The mechanisms of PEC activation by podocyte injury are just being defined and focus primarily on podocyte loss, although paracrine signaling between PECs and podocytes has been demonstrated [42–44]. Variant APOL1s associate with a spectrum of kidney disease phenotypes [4, 45], which include podocyte injury that could result in PEC differentiation. Multiple mechanisms have been proposed for APOL1 podocytopathy, mostly focused on cytotoxicity especially in high interferon inflammatory states. However, IFNγ treatment drives organoid podocytes to a more immature phenotype with maintenance of junctional complexes with the slit diaphragm protein ZO1 and without podocyte loss [46]. Trajectory inference of G1 organoid podocytes showed a shift to more immature phenotypes [13], and data from other cell models suggest variant APOL1 generate podocyte dedifferentiation phenotypes characteristic of podocytopathy [6, 47, 48]. Interestingly, two reports demonstrate APOL1 expression in PECs in HIV- and COVID associated nephropathy [49, 50], raising the possibility that APOL1 could directly regulate PEC activation in disease.
Both our WGCNA and ChDir analyses suggests that a single APOL1 risk variant impacts the glomerular transcriptional landscape. Our data is consistent with a model whereby a single APOL1 risk variant generates a transcriptional prodromal state, which permits development of kidney disease in the presence of specific secondary stresses/conditions. While the presence of two APOL1 risk alleles robustly associates with kidney disease phenotypes, several studies suggest that heterozygous carriers may also be susceptible to kidney diseases [51–54]. A recent study involving a large West African cohort of Stage 2 through 5 CKD found that while biallelic APOL1 risk variant carriers have 25% higher odds of developing CKD, participants carrying 1 risk allele present 18% higher CKD odds than homozygous G0 [55]. In addition, genetic modifiers affect the pathogenicity of APOL1 risk variants including the haplotype background of the G0 [2] and G2 [1], and stop-gain variant in APOL3 (p.Q58*), which was associated with increased CKD risk in individuals with a single APOL1 kidney risk allele [56]. Together these studies highlight the need to extend genotyping beyond G1 and G2 polymorphisms [57] to more precisely characterized kidney risk. This study has limitations. NEPTUNE is unique in its age range and diversity and a replication cohort is not available. Other cohorts of people who have kidney transcriptomes are not diverse or do not include patients with nephrotic syndrome. In addition, the sample size is limited to 72 NEPTUNE participants with AA. Multi-omic annotation of kidney tissue obtained from appropriately powered cohorts of people with and without APOL1 kidney disease will certainly better define the driver cells and pathogenic mechanisms [58].
METHODS
NEPTUNE glomerular transcriptomes and clinical data
Glomerular transcriptomes (n=224) from microdissected glomeruli were obtained from the NEPTUNE consortium with their associated clinical data. A variable called “inferred African ancestry” (AA) was defined positive for those patients having an APOL1 genotype different from G0/G0, and/or a self-reported race of “Black/African American” (n=72); while G0/G0 individuals, who did not self-identify as “Black/African American,” were defined as not having African ancestry (noAA, n=152). In some analyses, the gene count matrix was adjusted for eGFR and UPCR by fitting a linear model and extracting the residuals.
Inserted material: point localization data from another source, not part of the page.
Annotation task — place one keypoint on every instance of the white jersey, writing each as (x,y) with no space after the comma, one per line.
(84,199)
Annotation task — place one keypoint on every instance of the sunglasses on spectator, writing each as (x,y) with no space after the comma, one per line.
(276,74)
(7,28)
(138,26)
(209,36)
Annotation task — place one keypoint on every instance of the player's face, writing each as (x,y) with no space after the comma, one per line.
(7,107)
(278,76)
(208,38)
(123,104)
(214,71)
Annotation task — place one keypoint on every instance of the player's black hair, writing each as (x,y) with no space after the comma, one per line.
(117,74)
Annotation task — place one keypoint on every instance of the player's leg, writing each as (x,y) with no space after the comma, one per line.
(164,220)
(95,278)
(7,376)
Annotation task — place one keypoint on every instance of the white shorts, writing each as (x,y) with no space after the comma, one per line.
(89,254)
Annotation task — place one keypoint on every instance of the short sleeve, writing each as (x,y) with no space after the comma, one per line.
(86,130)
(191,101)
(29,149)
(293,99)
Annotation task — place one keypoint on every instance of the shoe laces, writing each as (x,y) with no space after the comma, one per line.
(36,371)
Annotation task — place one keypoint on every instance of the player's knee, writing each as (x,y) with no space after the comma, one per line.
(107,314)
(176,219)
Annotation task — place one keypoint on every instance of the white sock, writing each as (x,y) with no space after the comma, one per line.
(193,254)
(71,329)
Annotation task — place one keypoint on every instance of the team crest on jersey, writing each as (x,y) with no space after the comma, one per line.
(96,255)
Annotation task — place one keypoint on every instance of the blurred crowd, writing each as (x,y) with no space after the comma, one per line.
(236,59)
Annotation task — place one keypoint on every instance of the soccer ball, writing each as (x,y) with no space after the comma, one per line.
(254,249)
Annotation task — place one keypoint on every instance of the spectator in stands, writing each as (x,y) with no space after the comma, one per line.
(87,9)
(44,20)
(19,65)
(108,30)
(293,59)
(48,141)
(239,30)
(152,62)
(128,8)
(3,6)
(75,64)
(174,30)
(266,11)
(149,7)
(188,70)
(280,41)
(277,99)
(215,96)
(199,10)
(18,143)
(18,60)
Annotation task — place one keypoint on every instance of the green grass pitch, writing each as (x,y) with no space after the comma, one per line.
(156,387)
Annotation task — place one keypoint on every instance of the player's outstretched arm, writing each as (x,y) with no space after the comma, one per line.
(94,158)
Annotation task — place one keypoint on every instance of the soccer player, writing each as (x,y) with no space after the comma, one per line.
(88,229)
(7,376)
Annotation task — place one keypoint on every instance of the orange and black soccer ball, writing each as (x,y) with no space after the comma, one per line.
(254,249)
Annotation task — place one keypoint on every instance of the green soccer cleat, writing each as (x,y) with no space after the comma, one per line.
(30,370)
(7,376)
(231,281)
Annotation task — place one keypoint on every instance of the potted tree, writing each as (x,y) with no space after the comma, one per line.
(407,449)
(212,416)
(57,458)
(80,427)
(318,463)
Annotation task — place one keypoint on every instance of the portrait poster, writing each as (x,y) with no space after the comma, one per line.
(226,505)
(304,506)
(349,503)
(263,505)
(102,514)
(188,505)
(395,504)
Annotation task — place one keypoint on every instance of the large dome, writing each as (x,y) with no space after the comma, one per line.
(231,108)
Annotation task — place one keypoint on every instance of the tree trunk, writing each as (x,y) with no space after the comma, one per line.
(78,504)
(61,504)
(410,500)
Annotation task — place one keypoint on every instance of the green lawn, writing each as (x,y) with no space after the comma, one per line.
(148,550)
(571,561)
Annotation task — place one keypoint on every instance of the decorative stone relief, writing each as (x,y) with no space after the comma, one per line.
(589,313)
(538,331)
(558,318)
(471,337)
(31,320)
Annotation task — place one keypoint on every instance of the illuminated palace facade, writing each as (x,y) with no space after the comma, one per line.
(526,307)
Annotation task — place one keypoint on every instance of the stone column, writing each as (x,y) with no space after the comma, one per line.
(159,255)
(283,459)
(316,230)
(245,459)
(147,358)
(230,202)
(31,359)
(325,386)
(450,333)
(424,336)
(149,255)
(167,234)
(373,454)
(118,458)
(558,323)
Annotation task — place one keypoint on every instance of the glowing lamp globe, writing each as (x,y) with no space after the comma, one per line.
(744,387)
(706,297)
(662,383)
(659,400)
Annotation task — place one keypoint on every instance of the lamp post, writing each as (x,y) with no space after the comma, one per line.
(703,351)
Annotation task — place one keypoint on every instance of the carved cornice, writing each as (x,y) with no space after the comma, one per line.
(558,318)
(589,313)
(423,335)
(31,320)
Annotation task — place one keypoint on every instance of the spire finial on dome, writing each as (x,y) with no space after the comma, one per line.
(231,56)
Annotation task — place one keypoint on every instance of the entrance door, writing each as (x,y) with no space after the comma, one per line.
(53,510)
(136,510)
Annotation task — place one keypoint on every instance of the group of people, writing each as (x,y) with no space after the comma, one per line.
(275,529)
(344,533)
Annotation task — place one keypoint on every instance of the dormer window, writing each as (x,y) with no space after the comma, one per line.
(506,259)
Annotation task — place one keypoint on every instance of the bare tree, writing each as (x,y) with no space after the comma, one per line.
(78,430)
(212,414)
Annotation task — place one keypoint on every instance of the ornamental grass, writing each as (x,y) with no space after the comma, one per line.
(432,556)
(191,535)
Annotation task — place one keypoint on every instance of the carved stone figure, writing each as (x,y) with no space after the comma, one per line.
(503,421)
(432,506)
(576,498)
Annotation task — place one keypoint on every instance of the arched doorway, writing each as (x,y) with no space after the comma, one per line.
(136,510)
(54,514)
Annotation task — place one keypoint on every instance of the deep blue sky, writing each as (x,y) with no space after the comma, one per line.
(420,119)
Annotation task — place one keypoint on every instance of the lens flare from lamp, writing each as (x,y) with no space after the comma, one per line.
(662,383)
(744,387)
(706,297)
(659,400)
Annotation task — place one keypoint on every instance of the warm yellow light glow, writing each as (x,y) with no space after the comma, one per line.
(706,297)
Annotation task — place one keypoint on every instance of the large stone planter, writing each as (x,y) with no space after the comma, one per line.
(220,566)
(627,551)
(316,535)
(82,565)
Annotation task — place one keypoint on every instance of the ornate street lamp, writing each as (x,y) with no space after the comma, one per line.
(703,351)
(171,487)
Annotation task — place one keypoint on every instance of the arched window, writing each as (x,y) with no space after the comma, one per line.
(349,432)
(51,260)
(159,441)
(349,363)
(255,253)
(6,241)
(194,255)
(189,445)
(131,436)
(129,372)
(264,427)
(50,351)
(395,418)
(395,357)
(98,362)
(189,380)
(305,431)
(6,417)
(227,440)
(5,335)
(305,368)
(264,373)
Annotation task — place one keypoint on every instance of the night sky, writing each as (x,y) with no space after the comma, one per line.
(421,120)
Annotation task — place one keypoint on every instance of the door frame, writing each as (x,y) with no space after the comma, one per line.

APOL1 transgenic mouse glomerular microarray data
We generated glomerular transcriptomes from 40-day old Tg26 transgenic mice with APOL1-G0 or APOL1-G2 transgenes controlled by the murine Nphs1 promoter [28, 29] using the Mouse Gene 2.0 ST Array (Affymetrix).
Weighted Gene Co-Expression Network Analysis (WGCNA) in individuals with AA
The 72 individuals with AA were selected to build a gene coexpression network with the R package WGCNA [59, 60]. The significance threshold in module-trait correlation analysis was adjusted by Bonferroni.
Kaplan-Meier analysis with clinical outcomes
We conducted Kaplan-Meier analysis using gene expression z-scores tertiles as surrogates for the gene module activation as previously reported [61, 62]. The endpoint outcomes were “Complete Remission” or “Composite Event”. Differences between the tertiles [high, medium, low] curves were tested using the log-rank test. Independent analyses were conducted on AA and noAA. We analyzed the following gene spaces: 1) MM2 (437 genes), 2) Midnightblue module (226 genes) and 3) the APOL1 ChDir signature (1481 genes).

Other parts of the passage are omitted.